Start Tax implications liquidating corporation

Tax implications liquidating corporation

A: A Cash Liquidation Distribution is a non-taxable distribution until such time that the total Cash Liquidation Distributions received exceed the cost basis of the investment.

Q: Was the initial liquidating distribution of $6.20 per share the final liquidation of my investment?

This schedule is being provided as a courtesy so that you can assist shareholders in calculating the tax basis of their shares.

Shareholders should consult their Forms 1099-DIV as provided previously for each year for dollar amounts, and shareholders must contact their tax advisors.

If the shareholder’s stock basis is large enough, the corporation can liquidate and incur no tax liability because the shareholder’s stock basis will not be depleted, only reduced, in the liquidating distributions.

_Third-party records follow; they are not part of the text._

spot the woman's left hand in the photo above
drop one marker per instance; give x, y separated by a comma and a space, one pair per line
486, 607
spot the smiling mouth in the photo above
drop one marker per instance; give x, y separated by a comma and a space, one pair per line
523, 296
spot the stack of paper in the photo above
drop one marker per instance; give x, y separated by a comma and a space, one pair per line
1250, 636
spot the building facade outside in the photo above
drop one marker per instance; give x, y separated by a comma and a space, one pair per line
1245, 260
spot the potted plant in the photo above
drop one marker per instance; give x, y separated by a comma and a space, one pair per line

After all assets have been distributed, if the shareholder’s stock basis is more than $0, there will be a capital loss in the amount by which the stock basis exceeds $0, and that loss can be used to offset any capital gains incurred in other distributions. 331 applies (pertaining to gain or loss to shareholders in complete liquidation of a corporation), the shareholder receives (in exchange for shareholder’s stock) a note acquired in respect of a sale or exchange by the corporation during the 12-month period beginning on the date a plan of complete liquidation is adopted, and the liquidation is completed during such 12-month period, then the receipt of payments under such note (but not the receipt of such note) by the shareholder must be treated as the receipt of payment for the stock.

C., a “small business corporation” is a domestic corporation that meets certain statutory criteria.

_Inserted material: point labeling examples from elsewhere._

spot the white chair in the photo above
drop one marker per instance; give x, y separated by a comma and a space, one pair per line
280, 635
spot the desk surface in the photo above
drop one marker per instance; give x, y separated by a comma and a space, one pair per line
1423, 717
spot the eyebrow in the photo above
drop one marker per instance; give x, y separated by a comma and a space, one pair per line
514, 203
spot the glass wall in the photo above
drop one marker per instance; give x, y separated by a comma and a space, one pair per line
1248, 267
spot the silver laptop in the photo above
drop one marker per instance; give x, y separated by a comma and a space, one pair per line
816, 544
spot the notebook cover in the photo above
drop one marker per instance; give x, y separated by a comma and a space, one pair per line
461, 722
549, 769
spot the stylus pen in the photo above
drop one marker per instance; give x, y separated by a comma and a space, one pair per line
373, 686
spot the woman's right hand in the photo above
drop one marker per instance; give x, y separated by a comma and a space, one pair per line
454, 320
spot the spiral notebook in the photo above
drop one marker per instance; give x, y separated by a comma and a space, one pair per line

The precise tax consequences to the corporation and its sole shareholder are not possible to know without knowing the fair market values and basis of the corporation’s assets.

However, if the stock basis is depleted before the corporation distributes all of its assets, then any subsequent distributions will result in taxable gain to the extent there is gain recognized in those subsequent distributions. Effectively, a liquidating distribution of the note is treated as if the note is exchanged for stock, and gain or loss must be recognized to the extent the value of shareholder’s stock exceeds the basis. If the corporation distributes the note to a shareholder in a complete liquidating distribution, and a shareholder receives the note in exchange for shareholder’s stock within 12 months of the corporation adopting a plan of liquidation, and the liquidation is completed within that 12-month period, then the shareholder’s receipt of the note is not treated as a receipt of payment for shareholder’s stock.